Reported by Joe Miller
Prosecutors on Monday urged a Manhattan jury to find Archegos founder Bill Hwang guilty of fraud and market manipulation, alleging that he “behaved as though the rules did not apply to him” by artificially inflating stock prices in a scheme that left banks with billions of dollars of losses.
The collapse of the family office in 2021, which briefly roiled Wall Street, “was not a freak accident”, assistant US attorney Andrew Thomas said, as closing arguments got under way after an eight-week trial.
Hwang deliberately deceived lenders and regular investors by disguising his large stakes in companies such as Viacom, Discovery and GSX, and was caught out when the market turned against him, Thomas added.

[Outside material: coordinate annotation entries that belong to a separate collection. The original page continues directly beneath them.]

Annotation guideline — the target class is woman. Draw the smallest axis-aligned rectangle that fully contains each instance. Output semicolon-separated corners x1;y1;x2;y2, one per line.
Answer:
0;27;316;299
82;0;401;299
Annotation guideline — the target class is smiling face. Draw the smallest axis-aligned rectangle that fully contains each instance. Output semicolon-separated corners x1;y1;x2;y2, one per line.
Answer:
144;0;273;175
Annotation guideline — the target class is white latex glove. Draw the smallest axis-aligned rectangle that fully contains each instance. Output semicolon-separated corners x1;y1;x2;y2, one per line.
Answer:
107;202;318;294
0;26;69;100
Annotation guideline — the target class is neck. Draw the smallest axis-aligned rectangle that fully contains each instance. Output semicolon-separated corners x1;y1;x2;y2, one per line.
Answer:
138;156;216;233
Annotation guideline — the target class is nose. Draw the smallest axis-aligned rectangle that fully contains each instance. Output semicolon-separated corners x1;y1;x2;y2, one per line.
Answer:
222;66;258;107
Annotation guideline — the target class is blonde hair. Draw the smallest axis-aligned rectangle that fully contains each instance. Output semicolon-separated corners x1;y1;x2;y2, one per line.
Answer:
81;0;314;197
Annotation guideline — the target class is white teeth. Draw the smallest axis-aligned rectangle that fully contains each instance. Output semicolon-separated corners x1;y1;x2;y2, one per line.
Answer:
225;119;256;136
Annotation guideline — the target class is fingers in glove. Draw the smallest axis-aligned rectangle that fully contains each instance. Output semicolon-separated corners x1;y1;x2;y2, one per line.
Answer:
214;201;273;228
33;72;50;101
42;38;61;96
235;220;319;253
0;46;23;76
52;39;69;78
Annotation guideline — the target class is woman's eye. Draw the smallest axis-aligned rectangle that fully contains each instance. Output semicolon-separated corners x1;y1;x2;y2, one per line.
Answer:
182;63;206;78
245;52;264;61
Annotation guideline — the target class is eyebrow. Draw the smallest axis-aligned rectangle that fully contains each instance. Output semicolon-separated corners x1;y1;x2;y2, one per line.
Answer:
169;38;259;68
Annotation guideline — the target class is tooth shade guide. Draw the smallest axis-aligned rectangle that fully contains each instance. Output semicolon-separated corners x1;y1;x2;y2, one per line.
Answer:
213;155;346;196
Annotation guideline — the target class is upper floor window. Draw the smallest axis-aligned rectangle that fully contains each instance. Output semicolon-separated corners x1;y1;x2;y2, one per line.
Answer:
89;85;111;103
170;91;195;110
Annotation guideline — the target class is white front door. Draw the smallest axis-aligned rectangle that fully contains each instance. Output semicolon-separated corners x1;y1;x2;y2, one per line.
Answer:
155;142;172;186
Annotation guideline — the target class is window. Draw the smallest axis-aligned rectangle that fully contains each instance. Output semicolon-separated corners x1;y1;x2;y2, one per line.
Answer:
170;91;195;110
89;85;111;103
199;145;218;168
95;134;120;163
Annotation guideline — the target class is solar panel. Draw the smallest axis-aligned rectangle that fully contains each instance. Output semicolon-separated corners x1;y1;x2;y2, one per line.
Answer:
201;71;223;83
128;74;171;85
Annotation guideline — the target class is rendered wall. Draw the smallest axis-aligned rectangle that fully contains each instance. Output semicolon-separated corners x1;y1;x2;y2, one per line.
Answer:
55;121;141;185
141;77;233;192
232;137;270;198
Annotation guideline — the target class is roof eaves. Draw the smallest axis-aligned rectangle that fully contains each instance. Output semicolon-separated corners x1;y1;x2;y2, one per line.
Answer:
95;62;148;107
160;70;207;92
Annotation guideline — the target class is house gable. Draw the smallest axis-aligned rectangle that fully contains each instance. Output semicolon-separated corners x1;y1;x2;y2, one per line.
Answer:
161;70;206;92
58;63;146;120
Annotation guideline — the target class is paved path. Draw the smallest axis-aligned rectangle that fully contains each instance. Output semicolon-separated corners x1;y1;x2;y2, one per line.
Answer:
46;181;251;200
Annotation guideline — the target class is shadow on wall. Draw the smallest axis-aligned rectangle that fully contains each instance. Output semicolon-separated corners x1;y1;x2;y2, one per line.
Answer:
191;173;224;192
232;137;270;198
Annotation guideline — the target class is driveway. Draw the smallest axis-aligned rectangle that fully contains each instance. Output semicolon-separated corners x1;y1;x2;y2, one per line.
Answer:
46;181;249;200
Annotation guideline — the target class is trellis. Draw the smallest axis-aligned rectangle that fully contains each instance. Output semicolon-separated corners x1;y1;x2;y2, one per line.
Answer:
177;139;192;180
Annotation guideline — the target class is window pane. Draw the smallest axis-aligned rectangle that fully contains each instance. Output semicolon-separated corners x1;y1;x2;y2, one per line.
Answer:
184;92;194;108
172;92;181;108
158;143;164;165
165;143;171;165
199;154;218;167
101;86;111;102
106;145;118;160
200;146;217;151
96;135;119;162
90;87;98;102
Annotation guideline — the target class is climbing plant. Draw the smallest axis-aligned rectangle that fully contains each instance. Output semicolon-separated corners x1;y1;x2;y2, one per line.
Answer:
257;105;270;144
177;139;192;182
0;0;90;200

A lawyer for Hwang, Barry Berke, countered that the government had “worked backwards” in trying to build a criminal case after Archegos’ implosion and had “been in search of a theory” as to how exactly Hwang stood to benefit from building large positions in a handful of shares.
“They have a pump without a dump,” Berke said of the prosecution’s claims. “Mr Hwang did not cash out a nickel.”
Hwang, 60, was relatively unknown beyond Wall Street before March 2021, when the rapid unwinding of Archegos’ positions — quietly built up with derivatives purchased through a plethora of big banks — were revealed to be behind a sudden sell-off in US equity markets.
The resulting losses to Archegos’s lenders — including Credit Suisse, Nomura, Morgan Stanley and UBS — totalled more than $10bn.